The good part about all this is I’m also starting to be able to document things. Like my flow dropping by 100 L/min just because I went downstairs in the elevator to briefly take my dog outside for five minutes with my face covered pretty well against the cold, and the fact that even minimal exercise is doing this to me at the moment, even before I feel it in my lungs. And like the fact that when it feels to me like something pretty serious is going on — especially with my generally poor body awareness — something serious is going on. And that my mother’s comments that I’m the sort of person she could have made training videos off of, and that if I say something’s wrong, something’s always wrong, are not just maternal pride of some sort. All the numbers at this point correspond roughly to my gut, and some of them are more sensitive than my gut (which is useful).

And hopefully I’ll have that documentation around whenever I see the new specialists. I apologize for a really long post that’s more medical than political, but after seeing numerous doctors who didn’t know these things, and who told me the opposite of a lot of these things, and who insisted they knew better than I did what was going on in my body, I’d like people to know that these things are actually real and that assumptions based on some kind of statistical norm can be really, really, really dangerous. I’m currently at what was my best a few days ago, and this still isn’t good at all. Which is kind of scary when I remember both what the worst felt like (including being unable to get to sleep because I’d stop breathing entirely whenever I stopped thinking about breathing) and what I was told about the worst (which was that, even if I was actively fighting for air and could not stop thinking about it for a second, it didn’t matter because my oxygen readings appeared normal so I was in no actual danger). People really ought to know how many doctors don’t know a thing about asthma, including where the signs are beyond wheezing or the dangers beyond oxygen-meter levels.

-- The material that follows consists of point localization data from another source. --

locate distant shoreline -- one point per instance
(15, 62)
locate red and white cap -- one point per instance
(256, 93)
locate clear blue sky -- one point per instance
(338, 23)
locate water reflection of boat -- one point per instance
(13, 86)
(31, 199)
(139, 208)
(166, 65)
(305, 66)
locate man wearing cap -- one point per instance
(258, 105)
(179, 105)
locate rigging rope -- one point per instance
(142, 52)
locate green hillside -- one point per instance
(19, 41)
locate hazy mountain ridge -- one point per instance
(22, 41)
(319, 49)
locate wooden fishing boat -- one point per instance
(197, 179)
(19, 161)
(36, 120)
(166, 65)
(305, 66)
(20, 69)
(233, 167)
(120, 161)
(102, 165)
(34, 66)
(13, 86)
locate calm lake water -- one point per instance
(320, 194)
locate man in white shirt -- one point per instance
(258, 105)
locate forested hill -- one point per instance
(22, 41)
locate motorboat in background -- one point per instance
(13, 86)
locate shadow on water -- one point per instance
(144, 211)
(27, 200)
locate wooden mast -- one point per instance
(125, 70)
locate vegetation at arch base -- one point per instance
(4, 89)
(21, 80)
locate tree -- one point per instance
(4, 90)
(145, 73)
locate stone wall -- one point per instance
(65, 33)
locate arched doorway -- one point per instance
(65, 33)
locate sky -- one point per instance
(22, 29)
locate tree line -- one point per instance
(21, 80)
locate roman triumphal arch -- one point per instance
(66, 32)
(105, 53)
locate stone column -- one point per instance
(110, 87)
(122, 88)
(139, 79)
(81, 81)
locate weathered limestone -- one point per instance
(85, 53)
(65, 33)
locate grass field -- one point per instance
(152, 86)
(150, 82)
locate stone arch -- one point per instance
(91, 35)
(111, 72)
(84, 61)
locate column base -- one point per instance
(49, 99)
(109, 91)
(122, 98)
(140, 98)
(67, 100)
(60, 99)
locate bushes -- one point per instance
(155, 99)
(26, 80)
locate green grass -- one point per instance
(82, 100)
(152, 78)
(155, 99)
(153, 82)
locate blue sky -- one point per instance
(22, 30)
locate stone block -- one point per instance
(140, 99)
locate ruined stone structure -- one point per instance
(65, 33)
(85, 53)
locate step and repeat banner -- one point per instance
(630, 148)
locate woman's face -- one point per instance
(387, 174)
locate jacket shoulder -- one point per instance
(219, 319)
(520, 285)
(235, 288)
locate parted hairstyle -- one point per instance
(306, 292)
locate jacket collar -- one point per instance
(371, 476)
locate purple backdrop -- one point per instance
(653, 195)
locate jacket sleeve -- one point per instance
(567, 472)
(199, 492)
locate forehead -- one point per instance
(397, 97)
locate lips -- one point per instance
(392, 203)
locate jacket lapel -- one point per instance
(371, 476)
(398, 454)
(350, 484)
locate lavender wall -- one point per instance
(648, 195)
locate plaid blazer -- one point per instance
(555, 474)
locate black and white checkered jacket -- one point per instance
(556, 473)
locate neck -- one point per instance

By the way, the cab driver who last drove me to the emergency room had a heart attack in the past and had ongoing heart problems. The doctors at that lovely hospital I went to, told him that unless he had another heart attack, they wouldn’t do anything for him (especially since he can’t afford heart medicine). He asked them “What if it’s my last heart attack?” They said, “Then you don’t have to worry about a thing.”

And on the off chance there’s any doctors reading this, a quote or paraphrase from my mother, a retired respiratory therapist (and yeah it’s medical language but you get the point): An asthma patient complaining of respiratory distress is as serious as a heart patient complaining of chest pain and should never be disregarded or taken lightly.